Fue en 1974 o 1975, no recuerdo bien, cuando gracias a ser belfo fui bautizado por segunda vez, con el sobrenombre por el que todos los colombianos me conocerían de ahí en adelante: Mandíbula. Íbamos a grabar un sketch donde salía un hombre muy feo —que iba a encarnar yo—y le estábamos buscando nombre. La idea fue del equipo creativo de Sábados felices, que por ese entonces lo integraban Óscar Meléndez, el Topolino Zuluaga y Alfonso Lizarazo. Había un personaje de una película de James Bond como de dos metros y diez centímetros de alto que tenía los dientes de metal y una quijada generosa como la mía. De ahí se inspiraron para ponerme Mandíbula y en ese momento supe que mi nuevo "nombre" iba a pegar muy duro y que había hecho bien en no haberme operado para desplazarme la mordida. Al fin y al cabo, ser belfo nunca fue un problema de salud, sino de mera estética.

La operación para el prognatismo, como llaman los odontólogos a este mal menor, es terriblemente dolorosa. Lo duermen a uno, le rompen los huesos del maxilar inferior con una fresa, le desplazan la mordida hacia atrás, le ponen unos tornillos y le amarran con alambres o cauchos los dientes de arriba con los de abajo. Así se queda uno por un mes, por lo menos, y en ese tiempo no puede comer, ni hablar, solo tomar líquidos con pitillo y arriesgarse a una desnutrición.
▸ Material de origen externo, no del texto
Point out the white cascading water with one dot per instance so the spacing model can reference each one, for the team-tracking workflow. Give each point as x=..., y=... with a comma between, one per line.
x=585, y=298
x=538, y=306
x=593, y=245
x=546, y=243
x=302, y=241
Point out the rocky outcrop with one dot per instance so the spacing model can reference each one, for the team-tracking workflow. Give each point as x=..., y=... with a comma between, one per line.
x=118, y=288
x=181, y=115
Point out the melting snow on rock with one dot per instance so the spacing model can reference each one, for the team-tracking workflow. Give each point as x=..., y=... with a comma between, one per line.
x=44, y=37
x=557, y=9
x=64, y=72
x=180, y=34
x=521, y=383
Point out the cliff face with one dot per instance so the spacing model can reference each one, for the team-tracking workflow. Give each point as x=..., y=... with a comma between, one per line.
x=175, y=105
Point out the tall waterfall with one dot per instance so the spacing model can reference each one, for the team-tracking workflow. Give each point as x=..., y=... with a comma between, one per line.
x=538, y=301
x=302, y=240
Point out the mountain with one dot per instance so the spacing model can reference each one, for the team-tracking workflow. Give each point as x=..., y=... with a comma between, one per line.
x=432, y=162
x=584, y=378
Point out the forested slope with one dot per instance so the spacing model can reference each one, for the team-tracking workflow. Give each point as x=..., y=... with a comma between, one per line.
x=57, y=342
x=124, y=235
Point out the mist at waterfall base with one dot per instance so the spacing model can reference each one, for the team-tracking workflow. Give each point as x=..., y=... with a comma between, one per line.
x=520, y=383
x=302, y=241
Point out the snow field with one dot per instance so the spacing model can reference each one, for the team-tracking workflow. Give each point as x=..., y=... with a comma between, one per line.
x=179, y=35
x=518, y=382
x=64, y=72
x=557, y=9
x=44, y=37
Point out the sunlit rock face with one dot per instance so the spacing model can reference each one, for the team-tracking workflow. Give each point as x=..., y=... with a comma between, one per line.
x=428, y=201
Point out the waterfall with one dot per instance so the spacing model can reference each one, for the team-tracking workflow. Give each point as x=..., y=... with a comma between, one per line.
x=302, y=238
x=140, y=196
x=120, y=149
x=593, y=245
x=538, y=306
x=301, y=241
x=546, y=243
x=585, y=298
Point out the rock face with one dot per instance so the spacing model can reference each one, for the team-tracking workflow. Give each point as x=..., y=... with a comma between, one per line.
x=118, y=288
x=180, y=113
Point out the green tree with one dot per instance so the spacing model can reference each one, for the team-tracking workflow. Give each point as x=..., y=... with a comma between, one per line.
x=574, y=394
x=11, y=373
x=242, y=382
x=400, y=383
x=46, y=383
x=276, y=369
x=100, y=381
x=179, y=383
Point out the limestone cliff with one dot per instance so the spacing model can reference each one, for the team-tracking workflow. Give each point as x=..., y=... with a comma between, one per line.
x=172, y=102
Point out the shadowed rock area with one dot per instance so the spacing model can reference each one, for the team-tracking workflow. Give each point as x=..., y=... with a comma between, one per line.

Como si fuera poco con todo eso, le toca a uno dormir sentado pues si llega a trasbocar corre el riesgo de ahogarse. Mucha vaina por la que no pienso pasar jamás.

Lo único que sí me ha tocado hacer es mandar a quebrar los espejos de donde me encuentro para no mirarme, pues no me voy a tragar el cuento ese de que el hombre entre más feo más hermoso. Al contrario, digo siempre: el hombre entre más feo, peor para él... Y peor si es belfo.